Frankly have my doubts, only reason he is playing because he has a contract with Quicken Loans, still, you never know when he will come through.

Jimmy Walker

2018 ’17 ’16 ’15 ’14 ’13 ’12 ’11 ’10 ’09 ’08 ’07 ’06
CUT T21 CUT T32 CUT T46

He has gotten better, great tee to green guy, he should rule this week.

Joaquin Niemann

2018 ’17 ’16 ’15 ’14 ’13 ’12 ’11 ’10 ’09 ’08 ’07 ’06
First time playing in this event

Playing for the first time, he is still great from tee to green and he could find a way to win this week.

Kevin Streelman

2018 ’17 ’16 ’15 ’14 ’13 ’12 ’11 ’10 ’09 ’08 ’07 ’06
T17 T12 CUT T15 WD T11 T27

Has won at Travelers and Valspar, both courses that are like TPC Potomac at Avenel Farms.

Kyle Stanley

2018 ’17 ’16 ’15 ’14 ’13 ’12 ’11 ’10 ’09 ’08 ’07 ’06
Win T44 CUT T22 T34

Showed a lot last year, wonder if he could do it back to back.

Solid contenders

Tiger Woods

2018 ’17 ’16 ’15 ’14 ’13 ’12 ’11 ’10 ’09 ’08 ’07 ’06
T18 CUT Win T46 Win T6

Hasn’t played well since the Masters, still, I think he is closure than we think and this is a course that he can do well on.

Byeong Hun An

2018 ’17 ’16 ’15 ’14 ’13 ’12 ’11 ’10 ’09 ’08 ’07 ’06
T29 T44 CUT

Was runner-up last month on another challenging course, Muirfield Village.

Stewart Cink

2018 ’17 ’16 ’15 ’14 ’13 ’12 ’11 ’10 ’09 ’08 ’07 ’06
CUT T19 5 T22

Guy makes a lot of cuts, now is playing great finishing T-4th at St. Jude and runner-up at Travelers.

Kiradech Aphibarnrat

2018 ’17 ’16 ’15 ’14 ’13 ’12 ’11 ’10 ’09 ’08 ’07 ’06
First time playing in this event

Another guy that can surprise you.

Martin Laird

2018 ’17 ’16 ’15 ’14 ’13 ’12 ’11 ’10 ’09 ’08 ’07 ’06
T3 T21 CUT CUT T54 T11 T73

Guy is ready to win again, good from tee to green, could be a great pick.

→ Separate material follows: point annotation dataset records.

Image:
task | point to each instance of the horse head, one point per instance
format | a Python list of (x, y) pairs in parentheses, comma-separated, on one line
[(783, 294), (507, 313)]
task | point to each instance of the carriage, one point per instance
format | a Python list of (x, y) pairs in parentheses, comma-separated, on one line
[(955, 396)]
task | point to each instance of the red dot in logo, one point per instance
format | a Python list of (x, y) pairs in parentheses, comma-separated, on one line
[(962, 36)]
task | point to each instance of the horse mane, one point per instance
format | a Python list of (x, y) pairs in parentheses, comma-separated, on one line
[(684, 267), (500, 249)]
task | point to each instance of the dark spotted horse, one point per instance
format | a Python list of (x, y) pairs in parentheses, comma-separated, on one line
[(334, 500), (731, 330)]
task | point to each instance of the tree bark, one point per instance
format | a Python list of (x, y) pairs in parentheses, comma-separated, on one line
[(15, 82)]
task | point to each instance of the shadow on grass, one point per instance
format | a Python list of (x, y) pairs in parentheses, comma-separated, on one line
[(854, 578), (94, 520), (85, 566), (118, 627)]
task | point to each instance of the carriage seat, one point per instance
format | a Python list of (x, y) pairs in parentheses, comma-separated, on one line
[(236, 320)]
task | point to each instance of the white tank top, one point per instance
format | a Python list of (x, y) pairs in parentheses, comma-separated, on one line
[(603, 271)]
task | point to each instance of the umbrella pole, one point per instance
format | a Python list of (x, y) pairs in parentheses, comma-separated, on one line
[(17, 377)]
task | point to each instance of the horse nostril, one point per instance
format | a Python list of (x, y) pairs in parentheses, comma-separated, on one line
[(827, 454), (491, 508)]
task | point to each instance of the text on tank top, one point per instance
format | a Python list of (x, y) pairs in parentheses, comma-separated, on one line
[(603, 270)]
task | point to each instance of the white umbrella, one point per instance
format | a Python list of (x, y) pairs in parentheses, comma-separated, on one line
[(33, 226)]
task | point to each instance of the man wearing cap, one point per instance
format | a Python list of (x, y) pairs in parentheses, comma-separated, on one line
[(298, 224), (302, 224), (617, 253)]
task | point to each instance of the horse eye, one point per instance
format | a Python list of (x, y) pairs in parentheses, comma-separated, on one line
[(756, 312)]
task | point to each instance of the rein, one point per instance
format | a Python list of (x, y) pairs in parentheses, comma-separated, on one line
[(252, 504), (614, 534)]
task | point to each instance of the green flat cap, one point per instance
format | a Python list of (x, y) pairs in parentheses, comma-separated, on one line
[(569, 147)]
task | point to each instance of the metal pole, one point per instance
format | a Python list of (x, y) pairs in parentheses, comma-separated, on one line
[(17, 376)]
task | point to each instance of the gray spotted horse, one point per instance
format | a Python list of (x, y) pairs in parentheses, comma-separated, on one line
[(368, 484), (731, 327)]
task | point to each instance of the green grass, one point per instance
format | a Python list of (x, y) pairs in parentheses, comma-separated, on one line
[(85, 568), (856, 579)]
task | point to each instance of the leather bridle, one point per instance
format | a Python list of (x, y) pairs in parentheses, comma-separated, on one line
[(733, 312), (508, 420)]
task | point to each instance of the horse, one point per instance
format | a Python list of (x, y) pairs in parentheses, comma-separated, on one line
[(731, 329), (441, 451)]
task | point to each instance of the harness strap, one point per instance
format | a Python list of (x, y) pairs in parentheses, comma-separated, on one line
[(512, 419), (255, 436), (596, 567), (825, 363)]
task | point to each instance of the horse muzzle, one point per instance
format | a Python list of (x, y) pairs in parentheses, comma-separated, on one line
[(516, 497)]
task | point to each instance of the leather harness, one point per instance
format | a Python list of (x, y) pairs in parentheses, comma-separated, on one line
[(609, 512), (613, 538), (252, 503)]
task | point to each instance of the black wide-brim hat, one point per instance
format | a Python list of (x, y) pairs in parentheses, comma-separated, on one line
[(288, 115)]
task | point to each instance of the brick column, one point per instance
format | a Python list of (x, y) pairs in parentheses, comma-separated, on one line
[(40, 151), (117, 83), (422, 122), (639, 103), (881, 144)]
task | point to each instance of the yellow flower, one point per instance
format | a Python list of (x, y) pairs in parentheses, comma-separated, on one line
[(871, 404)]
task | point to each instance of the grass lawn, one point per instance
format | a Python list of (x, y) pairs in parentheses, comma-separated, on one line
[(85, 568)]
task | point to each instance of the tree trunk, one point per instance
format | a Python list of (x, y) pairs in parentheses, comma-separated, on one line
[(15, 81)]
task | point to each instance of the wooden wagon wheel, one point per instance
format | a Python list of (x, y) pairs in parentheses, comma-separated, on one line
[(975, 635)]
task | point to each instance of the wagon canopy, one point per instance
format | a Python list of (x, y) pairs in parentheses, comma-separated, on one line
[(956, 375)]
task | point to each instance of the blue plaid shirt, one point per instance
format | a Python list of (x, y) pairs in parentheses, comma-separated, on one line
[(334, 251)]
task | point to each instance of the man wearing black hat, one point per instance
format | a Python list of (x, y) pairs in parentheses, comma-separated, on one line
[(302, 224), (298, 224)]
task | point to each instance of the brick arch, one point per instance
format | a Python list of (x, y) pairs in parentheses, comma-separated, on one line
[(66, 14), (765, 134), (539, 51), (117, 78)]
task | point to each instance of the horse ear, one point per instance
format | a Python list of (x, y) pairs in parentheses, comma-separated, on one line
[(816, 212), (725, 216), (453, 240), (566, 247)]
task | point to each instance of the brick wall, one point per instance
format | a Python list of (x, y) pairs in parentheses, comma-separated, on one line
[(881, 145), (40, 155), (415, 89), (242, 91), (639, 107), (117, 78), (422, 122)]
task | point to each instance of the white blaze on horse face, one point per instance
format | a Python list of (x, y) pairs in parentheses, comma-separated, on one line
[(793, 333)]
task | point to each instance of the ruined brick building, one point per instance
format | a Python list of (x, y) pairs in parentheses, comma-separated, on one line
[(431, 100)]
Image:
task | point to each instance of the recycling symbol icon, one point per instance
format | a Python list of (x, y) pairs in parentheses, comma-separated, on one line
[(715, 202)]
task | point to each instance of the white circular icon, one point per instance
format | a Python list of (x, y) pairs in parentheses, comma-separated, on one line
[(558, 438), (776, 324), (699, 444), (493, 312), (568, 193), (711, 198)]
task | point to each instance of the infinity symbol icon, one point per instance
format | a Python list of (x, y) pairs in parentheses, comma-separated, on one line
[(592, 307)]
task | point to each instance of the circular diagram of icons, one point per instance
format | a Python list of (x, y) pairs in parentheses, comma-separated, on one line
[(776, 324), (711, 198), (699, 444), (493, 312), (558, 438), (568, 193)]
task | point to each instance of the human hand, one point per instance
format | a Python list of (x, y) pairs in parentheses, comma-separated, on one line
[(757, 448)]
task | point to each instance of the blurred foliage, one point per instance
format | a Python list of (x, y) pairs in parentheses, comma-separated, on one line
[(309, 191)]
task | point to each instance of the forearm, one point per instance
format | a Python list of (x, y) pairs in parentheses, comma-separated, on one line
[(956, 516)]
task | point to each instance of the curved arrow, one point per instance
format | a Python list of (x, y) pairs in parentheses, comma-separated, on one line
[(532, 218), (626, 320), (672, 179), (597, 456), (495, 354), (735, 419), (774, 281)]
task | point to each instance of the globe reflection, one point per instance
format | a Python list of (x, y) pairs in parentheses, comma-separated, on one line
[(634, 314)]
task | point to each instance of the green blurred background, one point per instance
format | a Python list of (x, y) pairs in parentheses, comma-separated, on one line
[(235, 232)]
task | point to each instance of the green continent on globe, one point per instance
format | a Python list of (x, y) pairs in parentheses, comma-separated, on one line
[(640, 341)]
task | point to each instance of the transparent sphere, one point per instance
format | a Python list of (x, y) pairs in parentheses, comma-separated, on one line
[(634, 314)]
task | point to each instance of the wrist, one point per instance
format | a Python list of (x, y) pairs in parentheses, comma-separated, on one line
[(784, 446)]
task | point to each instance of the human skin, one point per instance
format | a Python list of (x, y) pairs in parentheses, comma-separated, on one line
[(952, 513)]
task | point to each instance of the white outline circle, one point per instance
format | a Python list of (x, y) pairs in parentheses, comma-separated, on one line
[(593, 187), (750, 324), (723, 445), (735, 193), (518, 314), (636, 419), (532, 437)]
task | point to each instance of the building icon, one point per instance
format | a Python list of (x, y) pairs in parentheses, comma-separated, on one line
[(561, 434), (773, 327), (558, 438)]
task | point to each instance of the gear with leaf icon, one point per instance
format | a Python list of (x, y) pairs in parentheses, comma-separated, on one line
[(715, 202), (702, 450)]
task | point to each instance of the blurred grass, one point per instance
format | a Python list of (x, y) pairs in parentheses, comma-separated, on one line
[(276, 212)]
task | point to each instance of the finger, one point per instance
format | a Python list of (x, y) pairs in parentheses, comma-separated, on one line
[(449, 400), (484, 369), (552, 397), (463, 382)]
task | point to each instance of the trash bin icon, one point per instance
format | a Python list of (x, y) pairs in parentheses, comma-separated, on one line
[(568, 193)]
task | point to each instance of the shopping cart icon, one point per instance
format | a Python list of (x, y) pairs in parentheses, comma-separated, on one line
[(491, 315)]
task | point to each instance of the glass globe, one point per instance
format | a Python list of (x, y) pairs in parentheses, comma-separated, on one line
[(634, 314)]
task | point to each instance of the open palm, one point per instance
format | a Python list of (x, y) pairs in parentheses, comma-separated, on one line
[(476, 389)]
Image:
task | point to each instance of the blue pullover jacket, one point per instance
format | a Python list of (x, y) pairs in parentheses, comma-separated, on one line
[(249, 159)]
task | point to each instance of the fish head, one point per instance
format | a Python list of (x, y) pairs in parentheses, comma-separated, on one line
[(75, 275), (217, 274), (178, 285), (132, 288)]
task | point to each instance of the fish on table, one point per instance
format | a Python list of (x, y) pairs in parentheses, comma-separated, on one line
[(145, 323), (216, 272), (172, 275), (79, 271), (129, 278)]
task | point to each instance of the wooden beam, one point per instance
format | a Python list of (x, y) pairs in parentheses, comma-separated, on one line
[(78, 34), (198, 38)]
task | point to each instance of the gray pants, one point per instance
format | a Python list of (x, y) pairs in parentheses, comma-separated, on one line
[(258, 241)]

Long shots that could come through:

Beau Hossler

2018 ’17 ’16 ’15 ’14 ’13 ’12 ’11 ’10 ’09 ’08 ’07 ’06
T74

Was runner-up last week.

Fabian Gomez

2018 ’17 ’16 ’15 ’14 ’13 ’12 ’11 ’10 ’09 ’08 ’07 ’06
WD T39 CUT T21

A good ball striker, this good be a great place for him.

David Lingmerth

2018 ’17 ’16 ’15 ’14 ’13 ’12 ’11 ’10 ’09 ’08 ’07 ’06
T5 3 CUT T54

Course is a lot like Muirfield Village, site of his first PGA Tour win.